I would appreciate any help in clarifying this, thank you.
 A: $\{2\}$ and $2$ are entirely different things.
$\{2\}$ is a set that has $2$ as its only element-- it is a set and it is not a number.  And $2$ is a number-- it isn't a set.
What are the members of $\{x: x$ is number between $1$ and $9\}$?  Well those members are: $1,2,3,4,5,6,7,8,9$.  Are any of them the same thing as $\{2\}$?  Nope.  Not a single one of those numbers between $1$ and $9$ is the set with $2$ as its only element.  So $\{2\}\not \in \{x: x$ is number between $1$ and $9\}$.  
Are any of those members the same thing as $2$; the number $2$?  Yes, $2$ is the same thing as $2$.  So $2 \in  \{x: x$ is number between $1$ and $9\}$
Is $\{2\}$ a subset of $\{x: x$ is number between $1$ and $9\}$?  Well, is $\{2\}$ a set?  Yes.  What are its members?  Its member is $2$.  What are the members of $\{x: x$ is number between $1$ and $9\}$?  They are $1,2,3,4,5,6,7,8,9$.  Are all of $2$ in the list $1,2,3,4,5,6,7,8,9$?  Yes, it is.
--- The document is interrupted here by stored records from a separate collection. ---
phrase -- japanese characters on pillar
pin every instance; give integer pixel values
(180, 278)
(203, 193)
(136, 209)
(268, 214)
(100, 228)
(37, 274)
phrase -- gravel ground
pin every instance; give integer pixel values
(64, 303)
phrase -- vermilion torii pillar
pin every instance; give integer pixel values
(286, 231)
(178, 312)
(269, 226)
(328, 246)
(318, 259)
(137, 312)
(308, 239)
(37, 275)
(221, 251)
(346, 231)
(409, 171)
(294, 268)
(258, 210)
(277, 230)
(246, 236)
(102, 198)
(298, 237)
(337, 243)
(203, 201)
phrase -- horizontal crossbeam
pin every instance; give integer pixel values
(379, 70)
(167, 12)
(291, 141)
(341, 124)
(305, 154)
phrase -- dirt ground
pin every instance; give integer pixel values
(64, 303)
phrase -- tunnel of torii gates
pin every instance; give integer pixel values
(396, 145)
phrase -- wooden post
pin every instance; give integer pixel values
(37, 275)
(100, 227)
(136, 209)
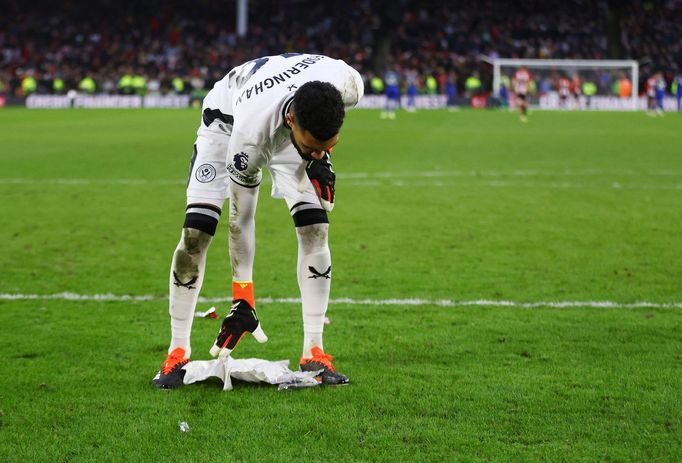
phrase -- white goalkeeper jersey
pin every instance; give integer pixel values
(250, 104)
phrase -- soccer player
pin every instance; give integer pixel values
(564, 88)
(659, 92)
(677, 91)
(284, 113)
(392, 81)
(411, 80)
(651, 94)
(521, 84)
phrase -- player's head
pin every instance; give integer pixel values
(315, 118)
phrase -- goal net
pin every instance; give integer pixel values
(570, 84)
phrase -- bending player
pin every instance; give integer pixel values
(284, 113)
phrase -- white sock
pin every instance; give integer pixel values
(314, 281)
(186, 278)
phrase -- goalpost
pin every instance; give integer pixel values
(547, 69)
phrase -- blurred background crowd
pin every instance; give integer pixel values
(183, 47)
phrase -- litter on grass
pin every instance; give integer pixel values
(250, 370)
(210, 313)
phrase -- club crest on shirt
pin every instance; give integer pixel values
(205, 173)
(241, 161)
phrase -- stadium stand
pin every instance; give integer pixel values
(178, 46)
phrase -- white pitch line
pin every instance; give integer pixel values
(476, 174)
(374, 181)
(353, 301)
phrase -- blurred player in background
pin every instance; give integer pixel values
(521, 83)
(451, 91)
(576, 86)
(564, 89)
(411, 79)
(659, 93)
(651, 94)
(284, 113)
(392, 89)
(677, 90)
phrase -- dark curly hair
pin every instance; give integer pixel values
(318, 108)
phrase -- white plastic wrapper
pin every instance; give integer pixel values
(251, 370)
(210, 313)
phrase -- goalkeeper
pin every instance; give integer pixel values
(284, 113)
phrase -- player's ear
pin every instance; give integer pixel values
(291, 121)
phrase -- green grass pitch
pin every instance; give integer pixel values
(461, 207)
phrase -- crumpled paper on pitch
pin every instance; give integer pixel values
(251, 370)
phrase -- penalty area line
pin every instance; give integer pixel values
(352, 301)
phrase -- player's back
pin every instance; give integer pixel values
(256, 92)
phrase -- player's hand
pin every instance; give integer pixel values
(242, 319)
(323, 178)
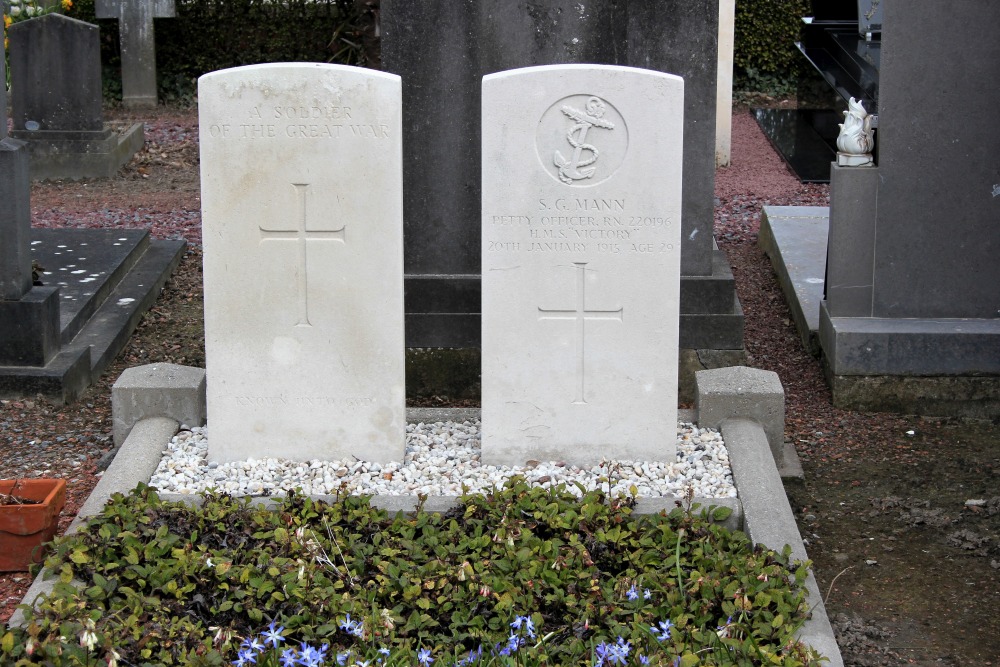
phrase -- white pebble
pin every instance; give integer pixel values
(442, 458)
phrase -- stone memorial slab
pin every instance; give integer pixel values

So $\{2\}\subset \{x: x$ is number between $1$ and $9\}$.
Is $2$ a subset of  $\{x: x$ is number between $1$ and $9\}$?  Well, is $2$ a set? No, it is not.  What are its members?  It's not a set; it doesn't have any members. 
So $2 \not \subset \{x: x$ is number between $1$ and $9\}$.
.....
"how the same element can be a subset"  
An element can not be a subset at all.
$\{2\}$ is not an element of $\{x: x$ is number between $1$ and $9\}$
A: Take a look at these examples
$$2\in \{1,3,2\} $$
$$\{2\}\in \{\{1\},\{3,4\},\{2\}\} $$
$$\emptyset\in \{\{3,5\},\emptyset\} $$
a set belongs to a set of sets.
a set is included in a set which contains its elements.
A: Inclusion: If all objects inside set A are also inside set B, $A \subset B$.
Membership: If set/object A is itself inside set B, $A \in B$.
For example, let $A= \{1, 2, 3, 4, 5\}$. 
$A \subset \{1, 2, 3, 4, 5, 6\},$
while $A \in \{\{1, 2, 3, 4, 5\}, 1, 2, 3\}$ (this could also be written $A \in \{A, 1, 2, 3\}).$
(Now... what can we say about $A$ and the set $\{\{1, 2, 3, 4, 5\}, 1, 2, 3, 4, 5\}?)$